These files were gathered from several issue trackers.

We used APIs for bugzilla- and JIRA-based bug trackers, and did straight html scraping for github-based trackers.
We also wrote a fully custom crawler for chromium.

For bugzilla-based trackers, we ran queries for issues that contained an attachment with a mime type including the word 'application'.
This was a broad reach query.  We then gathered all attachments from those issues.

After downloading the files, we identified compressed (e.g. *.bz2) files and package files (e.g. *.zip files). We wrote
code to extract/decompress those files (including the .tgz combo).  These are files named, for example: OOO-5860-10.zip-0.pdf.
For the compressed/packaged files, we used Apache Tika for file identification and to attach a file extension.

We wrote code to change the file extension of the original files (via Apache Tika).  We discovered a fairly large
list of file types that need to be added to Tika (mostly specializations of .xml or .zip), and we created a deny list so
that we wouldn't overwrite those file extensions on that list.

For github-based sites, we found that users frequently supplied a url to an external file rather than or in addition
to actually attaching a file.  For those files, we tried to download the file from the external url,
and we used Tika to modify the file extension.  These files are named MOZILLA-LINK-3185-0.pdf...that's the first valid
external url for mozilla issue 3185.

For all files, we changed the filesystem "last modified" date to the date the issue was opened to give a sense of
the age of the file -- at some point we might change this to "uploaded date" where available.

We removed 0-byte files, *.diff and *.txt files.

This is a work in progress and imperfect.  Please let us know if you notice any areas for improvement.

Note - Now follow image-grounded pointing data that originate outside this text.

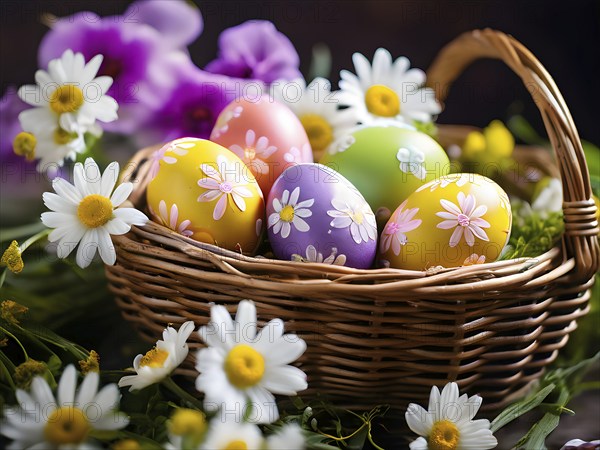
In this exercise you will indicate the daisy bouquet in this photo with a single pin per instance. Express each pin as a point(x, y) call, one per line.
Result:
point(109, 85)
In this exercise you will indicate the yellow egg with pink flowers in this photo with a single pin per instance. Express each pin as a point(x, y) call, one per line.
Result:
point(202, 190)
point(454, 220)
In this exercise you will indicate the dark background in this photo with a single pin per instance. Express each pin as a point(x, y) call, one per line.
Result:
point(564, 35)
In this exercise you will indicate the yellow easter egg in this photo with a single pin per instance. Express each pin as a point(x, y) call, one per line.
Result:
point(204, 191)
point(455, 220)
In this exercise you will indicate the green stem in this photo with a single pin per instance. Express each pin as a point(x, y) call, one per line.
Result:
point(177, 390)
point(8, 333)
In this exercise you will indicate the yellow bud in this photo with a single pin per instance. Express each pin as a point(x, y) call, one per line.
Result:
point(24, 145)
point(27, 371)
point(474, 146)
point(10, 311)
point(91, 364)
point(126, 444)
point(500, 143)
point(187, 422)
point(11, 258)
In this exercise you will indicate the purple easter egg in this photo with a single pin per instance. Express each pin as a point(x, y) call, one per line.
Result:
point(315, 214)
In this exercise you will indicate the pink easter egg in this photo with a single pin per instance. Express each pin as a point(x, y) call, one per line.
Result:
point(266, 135)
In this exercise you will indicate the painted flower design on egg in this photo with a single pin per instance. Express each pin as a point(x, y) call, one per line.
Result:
point(393, 234)
point(312, 255)
point(221, 184)
point(290, 212)
point(474, 259)
point(356, 215)
point(465, 218)
point(179, 147)
point(342, 144)
point(170, 219)
point(255, 152)
point(412, 161)
point(459, 179)
point(294, 154)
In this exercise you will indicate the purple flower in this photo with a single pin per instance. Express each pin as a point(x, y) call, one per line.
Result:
point(578, 444)
point(133, 56)
point(180, 22)
point(256, 50)
point(10, 107)
point(194, 102)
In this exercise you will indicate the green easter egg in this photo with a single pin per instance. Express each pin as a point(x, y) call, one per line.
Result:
point(387, 163)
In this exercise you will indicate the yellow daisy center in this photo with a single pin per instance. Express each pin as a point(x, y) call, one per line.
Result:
point(94, 210)
point(126, 444)
point(382, 101)
point(11, 258)
point(62, 137)
point(444, 436)
point(287, 213)
point(67, 425)
point(244, 367)
point(67, 98)
point(187, 422)
point(24, 145)
point(236, 445)
point(318, 130)
point(249, 153)
point(357, 217)
point(154, 358)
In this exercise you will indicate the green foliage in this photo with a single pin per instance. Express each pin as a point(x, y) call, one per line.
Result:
point(561, 385)
point(533, 233)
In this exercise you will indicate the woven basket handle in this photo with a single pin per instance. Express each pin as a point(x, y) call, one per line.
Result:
point(581, 226)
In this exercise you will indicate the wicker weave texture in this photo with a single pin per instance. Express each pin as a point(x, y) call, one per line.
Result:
point(387, 335)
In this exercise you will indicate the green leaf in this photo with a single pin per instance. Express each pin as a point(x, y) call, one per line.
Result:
point(516, 410)
point(536, 437)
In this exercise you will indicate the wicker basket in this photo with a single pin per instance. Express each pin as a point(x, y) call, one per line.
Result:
point(386, 335)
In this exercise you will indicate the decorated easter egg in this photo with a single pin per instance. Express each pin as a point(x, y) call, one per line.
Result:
point(455, 220)
point(202, 190)
point(265, 134)
point(314, 214)
point(387, 163)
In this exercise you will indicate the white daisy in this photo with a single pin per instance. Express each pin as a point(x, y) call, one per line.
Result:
point(232, 435)
point(170, 219)
point(387, 90)
point(466, 219)
point(289, 211)
point(393, 234)
point(448, 423)
point(159, 362)
point(255, 152)
point(85, 214)
point(241, 369)
point(312, 255)
point(43, 421)
point(221, 183)
point(289, 437)
point(317, 108)
point(53, 144)
point(72, 92)
point(179, 147)
point(356, 215)
point(412, 160)
point(186, 429)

The source code for all crawlers except the pdfium crawler is available here: 
https://github.com/tballison/tika-addons/tree/master/bugtracker-crawler

In November 2020, we refreshed the crawl for all sites except for pdfium.

Sites

Bugzilla-based (using the standard rest-based API)
MOZILLA https://bugzilla.mozilla.org/
REDHAT https://bugzilla.redhat.com/
OOO https://bz.apache.org/ooo
POI https://bz.apache.org/bugzilla/
LIBRE_OFFICE https://bugs.documentfoundation.org/ 
GHOSTSCRIPT https://bugs.ghostscript.com/

Bugzilla-based html scraping (rest-based API is turned off) from https://bugs.freedesktop.org, products:
cairo
colord
dejavu
poppler

Gitlab-based
https://gitlab.freedesktop.org/poppler/poppler (stored in poppler-gitlab/)
https://gitlab.freedesktop.org/cairo/cairo (stored in cairo-gitlab/)
https://gitlab.gnome.org/GNOME/evince

Github-based
https://github.com/sumatrapdfreader/sumatrapdf
https://github.com/mozilla/pdf.js
https://github.com/qpdf/qpdf
https://github.com/LibrePDF/OpenPDF
https://github.com/jbarlow83/OCRmyPDF
https://github.com/barryvdh/laravel-snappy
https://github.com/pdfminer/pdfminer.six
https://github.com/diegomura/react-pdf
https://github.com/foliojs/pdfkit
https://github.com/barteksc/AndroidPdfViewer
https://github.com/tabulapdf/tabula
https://github.com/tabulapdf/tabula-java
https://github.com/libvips/libvips
https://github.com/prawnpdf/prawn
https://github.com/axa-group/Parsr
https://github.com/pdfcpu/pdfcpu
https://github.com/pikepdf/pikepdf

On 8-9 March, 2021, we also crawled jpeg sites, including:
https://github.com/libjpeg-turbo/libjpeg-turbo
https://github.com/haraldk/TwelveMonkeys
https://github.com/google/guetzli
https://github.com/mozilla/mozjpeg
https://github.com/tjko/jpegoptim
https://github.com/lovell/sharp
https://github.com/libvips/libvips
https://github.com/dropbox/lepton
https://github.com/SixLabors/ImageSharp
https://github.com/drewnoakes/metadata-extractor
https://github.com/contentful-labs/Concorde
https://github.com/spatie/image-optimizer
https://github.com/danielgtaylor/jpeg-archive

JIRA-based
https://issues.apache.org/jira/projects/COMPRESS
https://issues.apache.org/jira/projects/FOP
https://issues.apache.org/jira/projects/PDFBOX
https://issues.apache.org/jira/projects/TIKA
https://issues.apache.org/jira/projects/NUTCH
https://ec.europa.eu/cefdigital/tracker/projects/DSS

other
pdfium https://bugs.chromium.org/p/pdfium/issues/list

Known issues --
* We deleted REDHAT-894449-14.gz, that included a 78GB zip bomb
* These files come straight from the internet.  We've identified a handful of malicious documents, but 
  there may be more.  Let us know what you find!
* Tika's file type detection is imperfect
* There can be duplicates in attachments if there are different links to the same attachment
  but with different urls within an issue (no obv solution) or across issues
* There can be duplicates in external links per issue (now fixed) and across issues

* Still todo:
        ** Redhat is bugzilla-based but overwhelming... we must do more precise queries for the file types of interest
        ** git lab -- poppler

Future work
* Need to modify code for incremental updates
* Figure out how to balance files better into subdirectories